Le transfert actif, c'est-à-dire lorsque la Belgique a immatriculé un objet qui doit être immatriculé par un autre Etat, requiert que cet autre Etat soit lui-même Etat de lancement de l'objet au sens de la Convention des Nations Unies du 14 janvier 1975 sur l'immatriculation des objets lancés dans l'espace extra-atmosphérique. Ce transfert prend la forme d'un arrangement avec les autorités compétentes de l'Etat reprenant l'immatriculation de l'objet, accompagnée d'une radiation de l'inscription de l'objet du registre belge des objets spatiaux.
Le transfert passif, c'est-à-dire lorsque la Belgique immatricule un objet déjà immatriculé par un autre Etat, requiert que la Belgique soit Etat de lancement de cet objet au sens de la Convention des Nations Unies du 14 janvier 1975 sur l'immatriculation des objets lancés dans l'espace extra-atmosphérique. Il faut en outre que l'Etat primo-immatriculant s'engage à radier l'inscription de l'objet de son registre. En outre, lorsque l'activité impliquant l'objet est menée par une entité non-gouvernementale, l'activité doit répondre à l'un des critères fixés par l'art. 5, §2, de l'arrêté royal.
Il est important de distinguer le transfert d'immatriculation, le transfert d'activité et le transfert de propriété. Il s'agit de trois opérations distinctes, même si elles peuvent être connexes.
(4) utilisation durable et rationnelle des ressources spatiales
L'arrêté royal de 2022 précise également le contenu de l'étude d'incidence initiale à réaliser et à soumettre par le demandeur. Celle-ci intègre désormais, dans la troisième partie de cette étude, les mesures prises pour assurer l'utilisation durable et rationnelle des ressources naturelles du milieu spatial.
(5) immatriculation des objets lancés par des entreprises privées
L'immatriculation d'un objet spatial a une double fonction:
Jusqu'à l'entrée en vigueur de l'arrêté royal de 2022, il n'existait pas de base juridique permettant à la Belgique d'immatriculer un objet lancé sur ordre d'une entité belge non-gouvernementale. La plupart des objets lancés ayant bénéficié d'un (co)financement public, il était considéré que l'Etat belge avait participé au moins implicitement à l'ordre de lancement de l'objet, permettant ainsi de l'inscrire au Registre national des objets spatiaux. Cette pratique arrivait néanmoins à ses limites, étant donné l'apparition d'activités entièrement financées par l'industrie.

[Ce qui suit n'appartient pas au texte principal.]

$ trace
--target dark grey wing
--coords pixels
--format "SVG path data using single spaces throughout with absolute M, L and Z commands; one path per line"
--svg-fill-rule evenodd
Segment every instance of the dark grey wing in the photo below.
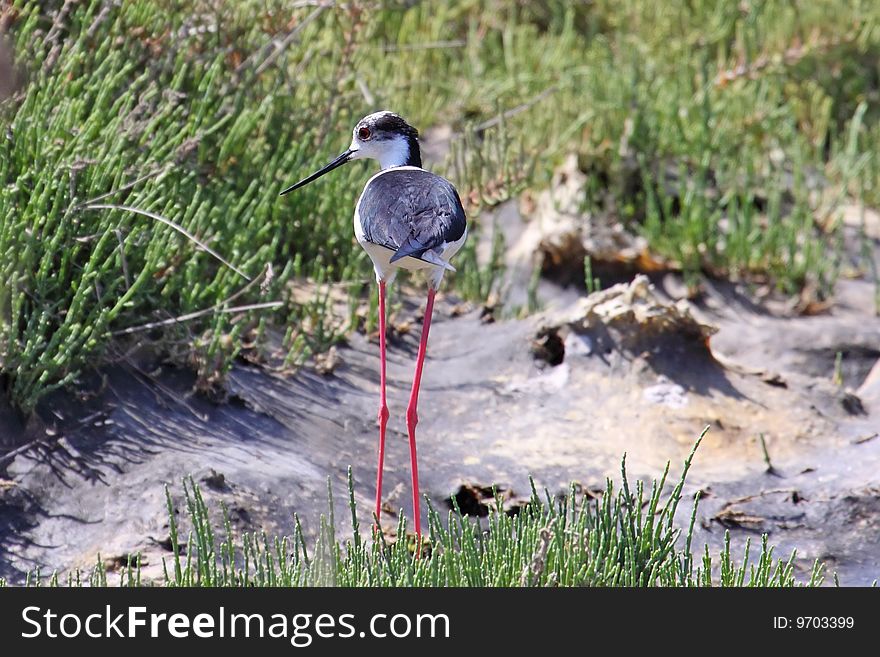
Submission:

Le Roi a donc défini trois critères alternatifs pour identifier les objets lancés sur ordre d'entités non-gouvernementales belges et dont l'immatriculation est de la responsabilité de l'Etat belge. Il s'agit:
Il est également prévu que, conformément à la Convention des Nations Unies de 1975 précitée, le Gouvernement belge peut conclure des accords ou des arrangements avec un autre Etat de lancement de l'objet, stipulant que cet autre Etat sera en charge d'immatriculer l'objet conformément à ladite convention.
(6) protection des données personnelles
Suite à l'entrée en vigueur de la réglementation européenne pour la protection des données à caractère personnel (RGPD), le Roi a adapté les règles de traitement des informations et des données personnelles dans le cadre des procédures d'autorisation et d'immatriculation.
S'il reste indispensable de collecter des données individuelles relatives à des personnes physiques, notamment afin de s'assurer de la qualification des personnes impliquées dans l'activité, ces données ne sont plus reprises dans le dossier tel que publié en ligne. Ceci correspond à une pratique déjà adoptée par BELSPO pour les dossiers antérieurs à l'entrée en vigueur de l'arrêté royal de 2022.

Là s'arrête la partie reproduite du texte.